Once the enclosing circle is completed, a unity is obtained; this reflects the unity of the original point. The circle is not only the perfect expression of justice—equality in all directions in a finite domain—but also the most beautiful “parent” of all the polygons, both containing and underlying them. Outside the concept of time, the circle has always been regarded as a symbol of eternity, without beginning and without end, just being. As a symbol within the limits of time, or rather subject to that condition of existence, it passes around just as the active compass point returns to its first position it necessarily passes over it and in principle establishes a helix—the expression in time of the circle. The circle expresses “threeness” in itself, i.e. center, domain, periphery; and “fourness” in a manifest context, i.e. center, domain included, boundary, domain excluded.
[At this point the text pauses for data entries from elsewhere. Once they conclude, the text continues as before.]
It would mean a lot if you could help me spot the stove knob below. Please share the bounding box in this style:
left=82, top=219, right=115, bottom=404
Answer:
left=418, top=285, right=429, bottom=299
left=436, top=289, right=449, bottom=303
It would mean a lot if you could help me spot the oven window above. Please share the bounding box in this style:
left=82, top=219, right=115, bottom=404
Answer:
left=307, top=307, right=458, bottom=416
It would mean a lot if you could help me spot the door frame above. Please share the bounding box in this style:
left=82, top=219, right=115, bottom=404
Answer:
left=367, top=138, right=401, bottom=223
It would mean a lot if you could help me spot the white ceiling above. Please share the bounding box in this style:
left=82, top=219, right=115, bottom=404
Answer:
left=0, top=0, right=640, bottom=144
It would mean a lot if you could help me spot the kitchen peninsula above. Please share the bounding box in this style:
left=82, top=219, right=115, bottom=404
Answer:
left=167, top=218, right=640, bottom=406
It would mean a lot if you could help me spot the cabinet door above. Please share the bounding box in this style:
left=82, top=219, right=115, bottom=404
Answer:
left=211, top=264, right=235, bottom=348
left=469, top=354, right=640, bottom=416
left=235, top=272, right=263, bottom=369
I've been working with circles within squares in various forms, most obviously in my series Aureola

I was thinking about crop circles, too. Flying back and forth from east to west, you can't help but be struck by the patterning of circles and squares that stretch across the landscape below. 

When I was in New York recently, I visited the Metropolitan Museum's fabulous new Islamic wing, now called Art of the Arab Lands, Turkey, Iran, Central Asia and Later South Asia. Imagine that on a wall text! Artisans from Fez were brought in to do the carving in a recreation of a Moroccan portico:


The galleries are really exquisite and full of wondrous things. I took a few photos (not enough, I realize now.) I saw a lot of Islamic manuscripts while in New York. There was an exhibition of them at the Morgan Library as well.
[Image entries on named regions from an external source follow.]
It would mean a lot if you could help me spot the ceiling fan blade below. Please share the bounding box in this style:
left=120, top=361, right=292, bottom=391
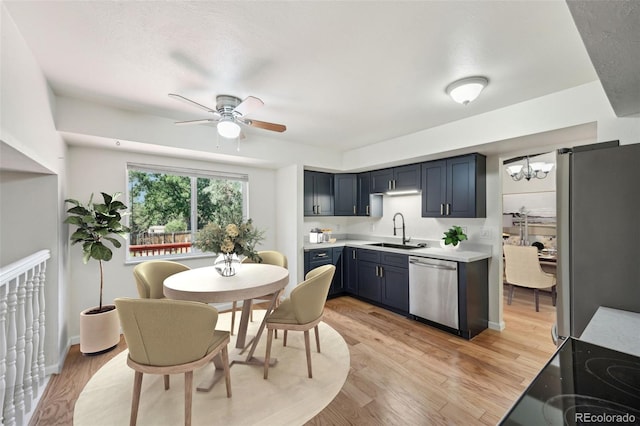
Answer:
left=169, top=93, right=218, bottom=114
left=175, top=118, right=218, bottom=126
left=242, top=119, right=287, bottom=132
left=233, top=96, right=264, bottom=117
This page is at the Met. It illustrates an episode in the mystical Sufi poem, "The Conference of the Birds." Here is the wikipedia synopsis: 

The Conference of the Birds (Persian: منطق الطیر, Mantiqu 't-Tayr, 1177) is a book of poems in Persian by Farid ud-Din Attar of approximately 4500 lines. The poem's plot is as follows: the birds of the world gather to decide who is to be their king, as they have none. The hoopoe, the wisest of them all, suggests that they should find the legendary Simorgh, a mythical persian bird roughly equivalent to the western phoenix. It is an allegory of the quest for God (The Simorgh). The hoopoe respresents a sufi master and each of the other birds represents a human fault which prevents man from attaining enlightenment. When the group of thirty birds finally reach the dwelling place of the Simorgh, all they find is a lake in which they see their own reflection.
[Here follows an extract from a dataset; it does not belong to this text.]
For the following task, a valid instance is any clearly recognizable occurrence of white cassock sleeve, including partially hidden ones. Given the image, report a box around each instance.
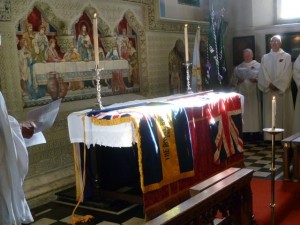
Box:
[0,92,33,225]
I took that photo with my phone so it's not the best, but if you check that wikipedia entry there is a better one, though it's not the full page with the beautiful border. You can see the hoopoe on the rock towards the right side. He's not the biggest bird, but he apparently knew how to work a crowd. I never saw a hoopoe and wondered what they look like, so here is a photo of one:


Quite a snappy little fella! I love this story for many reasons, and have a wonderful book of it published in the UK last year. The Sufis believe that the deity is within each of us, and I think that's a great concept. Back in the day I used to go to Kripalu, the yoga retreat. After each yoga class the instructor would make a praying bow to each of us and say, Jai Baghwan. I bow to the light within you.

It's a new year. Let's acknowledge the light within ourselves.